“I’ve tried to tell him that he could be making headway with hot women if he’d only groan just a little bit,” Andrew Jessop said. “But no, he has to be all surly and macho and scare all the women off.”
Carrie scoffed. “Well, you didn’t scare me off.”
Grant grunted then nodded toward the house. “Yeah, but no offense, you don’t count. We don’t move on other men’s claims, and I reckon those two cowboys there claimed you about two seconds after they set eyes on you.”
Andrew grinned. “They must be afraid of us, though, because today they have backup.”

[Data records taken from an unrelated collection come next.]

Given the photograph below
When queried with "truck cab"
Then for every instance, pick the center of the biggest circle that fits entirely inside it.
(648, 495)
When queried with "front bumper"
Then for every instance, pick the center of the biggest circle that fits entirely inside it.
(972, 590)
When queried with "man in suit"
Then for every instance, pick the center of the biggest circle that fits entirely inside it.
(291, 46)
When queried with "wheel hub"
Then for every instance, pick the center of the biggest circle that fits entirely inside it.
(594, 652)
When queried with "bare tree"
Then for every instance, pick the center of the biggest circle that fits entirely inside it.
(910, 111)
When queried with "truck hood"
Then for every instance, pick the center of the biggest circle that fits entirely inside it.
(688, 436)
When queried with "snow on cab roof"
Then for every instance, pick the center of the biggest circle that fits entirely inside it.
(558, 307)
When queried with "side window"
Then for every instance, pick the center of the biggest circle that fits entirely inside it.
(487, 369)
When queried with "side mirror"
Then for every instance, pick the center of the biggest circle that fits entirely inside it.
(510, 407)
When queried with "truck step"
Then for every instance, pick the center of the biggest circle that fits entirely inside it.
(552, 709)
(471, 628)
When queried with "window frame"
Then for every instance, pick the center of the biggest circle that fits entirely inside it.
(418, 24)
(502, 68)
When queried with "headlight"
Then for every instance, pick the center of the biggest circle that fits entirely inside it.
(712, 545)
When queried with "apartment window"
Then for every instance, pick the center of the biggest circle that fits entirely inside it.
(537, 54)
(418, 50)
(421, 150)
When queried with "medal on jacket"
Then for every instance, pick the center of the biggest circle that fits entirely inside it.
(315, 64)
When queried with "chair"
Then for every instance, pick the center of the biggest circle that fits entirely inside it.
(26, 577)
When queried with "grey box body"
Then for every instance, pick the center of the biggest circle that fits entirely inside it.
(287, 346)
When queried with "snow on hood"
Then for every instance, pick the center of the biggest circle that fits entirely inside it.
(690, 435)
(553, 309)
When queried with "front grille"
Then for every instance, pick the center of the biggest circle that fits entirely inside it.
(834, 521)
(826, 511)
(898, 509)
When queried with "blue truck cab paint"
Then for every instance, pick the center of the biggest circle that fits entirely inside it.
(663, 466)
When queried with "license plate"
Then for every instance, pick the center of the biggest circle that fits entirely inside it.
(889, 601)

Carrie didn’t hear anyone come out onto the porch. She turned and grinned at Chase and Brian. Her gaze landed on the man with them. She’d never met him before, but there was something about that smirk, and the way he leaned against one of the porch columns that seemed familiar, somehow.
“Hey there,” she greeted the brothers Benedict. “I just got here. I didn’t know if you’d be here, or out riding.”
“I’d say that was good planning on our part.” Chase looked at his brother and then back at their cousins. “Did someone put in a call for firemen? I don’t see smoke anywhere, do you, Brian?”
Grant snickered. “If you ain’t seeing smoke, maybe we ought to reconsider our no-poaching philosophy.”
“You’re welcome to try, cousin.” Brian’s hands were in his pockets and he rocked back on his heels.
“Well now,” Andrew said.
“Indeed,” Chase agreed.
Carrie wondered why she wasn’t choking on all the testosterone floating through the air.
The stranger on the porch said, “Seems to me if there’s going to be bloodshed, I ought to see the lady to safety.” Then he looked directly at her, tipped his hat, and said, “Ma’am.”
Chase clearly was fighting his grin. “Carrie, this is Julián. Julián, this is our woman, Carrie.”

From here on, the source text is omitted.